BOTHELL, Wash. and VANCOUVER, British Columbia, April 27, 2015 /PRNewswire/ -- OncoGenex Pharmaceuticals, Inc. (NASDAQ: OGXI) today announced that its wholly owned subsidiary, OncoGenex Technologies Inc., executed a termination agreement with Teva Pharmaceuticals Ltd. (NYSE: TEVA) under which OncoGenex will regain rights to custirsen, an investigational compound currently in Phase 3 clinical development as a treatment for prostate and lung cancers. This transfer of rights occurs in connection with the termination of the 2009 collaboration agreement between OncoGenex and Teva.
"OncoGenex is excited to move forward with the clinical investigation of custirsen in patients with advanced cancers who desperately need new treatment options," said Scott Cormack, President and CEO of OncoGenex. "The finalization of this agreement gives OncoGenex control of custirsen's development, including the ability to move forward with plans to modify the ENSPIRIT trial design and statistical analysis plan to enable the trial to continue with fewer patients, increased confidence in success and shorter time to regulatory submission."
The agreement between the two parties to terminate the collaboration includes a $23.2 million payment from Teva.
This payment reflects a $27 million advance reimbursement amount less $0.8 million for expenses incurred by Teva in 2015 prior to the termination date as well as a $3 million holdback amount that may be used to settle additional expenses incurred by Teva related to the continued development of custirsen as well as certain indemnity claims. One half of the then remaining balance of the holdback amount will be released to OncoGenex in October 2015 with a further half of the then remaining amount paid in January 2016. Any final remaining amount will be released in April 2016.

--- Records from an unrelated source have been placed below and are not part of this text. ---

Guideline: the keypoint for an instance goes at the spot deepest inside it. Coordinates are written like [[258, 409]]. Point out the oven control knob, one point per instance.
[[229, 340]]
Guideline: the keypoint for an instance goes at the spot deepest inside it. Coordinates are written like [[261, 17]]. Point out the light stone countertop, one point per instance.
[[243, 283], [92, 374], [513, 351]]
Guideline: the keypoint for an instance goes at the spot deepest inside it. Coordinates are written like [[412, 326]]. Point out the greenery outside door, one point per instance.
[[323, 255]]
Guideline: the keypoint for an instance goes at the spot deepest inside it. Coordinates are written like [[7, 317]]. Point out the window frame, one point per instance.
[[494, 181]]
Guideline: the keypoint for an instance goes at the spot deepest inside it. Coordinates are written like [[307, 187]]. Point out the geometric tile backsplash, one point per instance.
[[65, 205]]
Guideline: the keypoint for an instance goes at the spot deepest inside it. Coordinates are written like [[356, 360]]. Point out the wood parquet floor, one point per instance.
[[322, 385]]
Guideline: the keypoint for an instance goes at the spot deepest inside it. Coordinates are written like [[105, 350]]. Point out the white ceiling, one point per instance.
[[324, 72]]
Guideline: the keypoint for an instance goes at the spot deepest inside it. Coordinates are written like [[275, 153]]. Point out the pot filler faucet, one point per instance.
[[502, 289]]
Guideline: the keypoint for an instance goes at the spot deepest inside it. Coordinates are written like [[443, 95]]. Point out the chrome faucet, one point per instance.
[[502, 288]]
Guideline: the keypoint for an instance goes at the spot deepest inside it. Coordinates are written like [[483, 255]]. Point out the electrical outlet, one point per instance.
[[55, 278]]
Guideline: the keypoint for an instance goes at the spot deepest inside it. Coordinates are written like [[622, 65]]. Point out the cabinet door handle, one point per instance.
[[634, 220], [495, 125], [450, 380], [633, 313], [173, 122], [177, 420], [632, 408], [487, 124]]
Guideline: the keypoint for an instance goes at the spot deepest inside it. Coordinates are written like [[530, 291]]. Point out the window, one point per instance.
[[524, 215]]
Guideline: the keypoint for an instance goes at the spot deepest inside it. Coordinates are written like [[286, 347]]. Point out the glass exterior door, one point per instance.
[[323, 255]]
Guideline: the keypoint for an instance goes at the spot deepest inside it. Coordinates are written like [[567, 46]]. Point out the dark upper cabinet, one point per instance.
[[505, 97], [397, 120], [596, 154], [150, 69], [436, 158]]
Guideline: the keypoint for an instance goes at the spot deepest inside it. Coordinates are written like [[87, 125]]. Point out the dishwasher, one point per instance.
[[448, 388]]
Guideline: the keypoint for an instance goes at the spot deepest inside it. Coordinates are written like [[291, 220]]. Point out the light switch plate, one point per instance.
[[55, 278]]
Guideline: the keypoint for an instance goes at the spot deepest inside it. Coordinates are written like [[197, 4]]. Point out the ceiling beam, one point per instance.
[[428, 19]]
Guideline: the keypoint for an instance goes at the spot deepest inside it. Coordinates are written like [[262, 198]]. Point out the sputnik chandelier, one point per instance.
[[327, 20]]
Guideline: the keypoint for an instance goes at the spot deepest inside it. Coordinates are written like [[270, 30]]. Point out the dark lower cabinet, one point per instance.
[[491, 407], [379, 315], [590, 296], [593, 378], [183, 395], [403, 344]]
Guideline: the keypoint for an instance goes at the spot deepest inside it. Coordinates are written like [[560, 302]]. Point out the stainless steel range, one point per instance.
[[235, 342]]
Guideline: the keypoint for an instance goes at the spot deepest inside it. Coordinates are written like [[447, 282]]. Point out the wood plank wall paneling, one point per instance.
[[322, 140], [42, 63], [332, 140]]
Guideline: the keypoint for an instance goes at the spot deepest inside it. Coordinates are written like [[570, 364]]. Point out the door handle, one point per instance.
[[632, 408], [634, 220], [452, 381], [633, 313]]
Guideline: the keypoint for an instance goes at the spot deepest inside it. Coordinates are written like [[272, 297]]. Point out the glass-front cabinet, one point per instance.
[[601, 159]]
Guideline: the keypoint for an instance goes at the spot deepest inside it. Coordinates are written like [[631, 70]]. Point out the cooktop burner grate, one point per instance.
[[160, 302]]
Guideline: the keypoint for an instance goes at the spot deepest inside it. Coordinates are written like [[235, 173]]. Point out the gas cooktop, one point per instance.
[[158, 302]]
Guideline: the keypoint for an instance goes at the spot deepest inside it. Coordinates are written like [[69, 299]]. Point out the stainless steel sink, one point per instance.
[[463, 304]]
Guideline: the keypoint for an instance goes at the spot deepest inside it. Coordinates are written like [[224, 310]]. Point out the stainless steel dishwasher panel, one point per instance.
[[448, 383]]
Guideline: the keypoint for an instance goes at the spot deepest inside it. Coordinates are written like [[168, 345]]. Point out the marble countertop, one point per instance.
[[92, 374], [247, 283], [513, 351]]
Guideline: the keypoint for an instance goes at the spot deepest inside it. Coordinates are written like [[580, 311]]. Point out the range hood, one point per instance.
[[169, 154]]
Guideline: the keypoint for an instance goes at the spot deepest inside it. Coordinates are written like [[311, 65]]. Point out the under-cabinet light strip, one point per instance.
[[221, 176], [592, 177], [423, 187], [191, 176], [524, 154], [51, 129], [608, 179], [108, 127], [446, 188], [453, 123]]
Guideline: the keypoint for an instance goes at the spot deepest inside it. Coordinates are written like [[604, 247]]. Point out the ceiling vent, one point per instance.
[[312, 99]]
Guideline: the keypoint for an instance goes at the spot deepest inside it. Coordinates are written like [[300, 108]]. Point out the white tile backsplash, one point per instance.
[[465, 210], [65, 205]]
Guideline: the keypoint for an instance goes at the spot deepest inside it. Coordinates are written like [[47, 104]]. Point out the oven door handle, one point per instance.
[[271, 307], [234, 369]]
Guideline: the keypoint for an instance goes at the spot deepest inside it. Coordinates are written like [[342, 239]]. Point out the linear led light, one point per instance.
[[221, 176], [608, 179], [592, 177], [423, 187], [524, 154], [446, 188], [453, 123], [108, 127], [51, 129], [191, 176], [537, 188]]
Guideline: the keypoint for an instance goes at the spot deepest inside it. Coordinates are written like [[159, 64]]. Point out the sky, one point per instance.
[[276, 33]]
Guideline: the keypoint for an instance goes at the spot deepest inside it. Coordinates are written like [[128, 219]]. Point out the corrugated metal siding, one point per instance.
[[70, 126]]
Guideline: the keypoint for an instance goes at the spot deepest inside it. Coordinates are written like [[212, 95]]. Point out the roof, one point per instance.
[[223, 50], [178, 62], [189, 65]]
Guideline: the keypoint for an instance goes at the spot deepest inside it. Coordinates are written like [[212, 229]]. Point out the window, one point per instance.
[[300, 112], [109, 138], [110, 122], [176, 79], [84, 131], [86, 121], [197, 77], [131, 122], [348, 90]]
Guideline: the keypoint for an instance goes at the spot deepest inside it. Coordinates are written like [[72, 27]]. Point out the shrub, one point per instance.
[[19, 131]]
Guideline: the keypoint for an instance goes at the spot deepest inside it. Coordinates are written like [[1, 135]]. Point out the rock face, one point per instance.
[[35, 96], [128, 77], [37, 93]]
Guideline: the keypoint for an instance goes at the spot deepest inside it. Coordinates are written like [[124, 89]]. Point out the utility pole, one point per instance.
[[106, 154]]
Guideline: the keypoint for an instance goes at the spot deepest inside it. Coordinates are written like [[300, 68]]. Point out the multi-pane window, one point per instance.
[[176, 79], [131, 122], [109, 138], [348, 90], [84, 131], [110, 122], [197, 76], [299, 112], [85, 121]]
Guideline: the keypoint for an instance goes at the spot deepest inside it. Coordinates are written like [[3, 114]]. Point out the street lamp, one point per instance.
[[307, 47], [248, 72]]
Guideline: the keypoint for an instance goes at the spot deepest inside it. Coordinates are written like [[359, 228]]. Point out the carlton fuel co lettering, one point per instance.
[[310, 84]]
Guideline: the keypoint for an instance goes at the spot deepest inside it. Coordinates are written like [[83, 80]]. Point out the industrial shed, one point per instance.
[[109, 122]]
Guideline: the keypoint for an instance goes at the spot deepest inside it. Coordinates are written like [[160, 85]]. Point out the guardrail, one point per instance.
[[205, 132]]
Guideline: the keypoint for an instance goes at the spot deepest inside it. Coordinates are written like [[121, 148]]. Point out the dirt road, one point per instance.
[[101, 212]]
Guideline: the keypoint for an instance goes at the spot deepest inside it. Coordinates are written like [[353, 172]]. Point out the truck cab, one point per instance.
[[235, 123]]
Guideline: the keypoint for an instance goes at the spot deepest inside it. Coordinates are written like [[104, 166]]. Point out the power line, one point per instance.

In addition, OncoGenex will take over responsibility for all custirsen expenses, including those related to the ENSPIRIT trial, as well as manufacturing and regulatory activities for custirsen programs that were previously managed by Teva.
The company recently reported that as of December 31, 2014, it had $47.1 million in cash, cash equivalents and short-term investments, excluding the advance reimbursement payment from Teva. OncoGenex expects that the $23.2 million payment from Teva and the Company's current resources should enable the completion of the AFFINITY trial through data readout in late 2015 or early 2016, allow for the continuation of the ENSPIRIT trial through the second interim futility analysis expected in mid-2015, and facilitate the achievement of key apatorsen clinical milestones, such as the completion of patient enrollment in the Borealis-2™ trial and final data from the Spruce™ and Rainier™ clinical trials.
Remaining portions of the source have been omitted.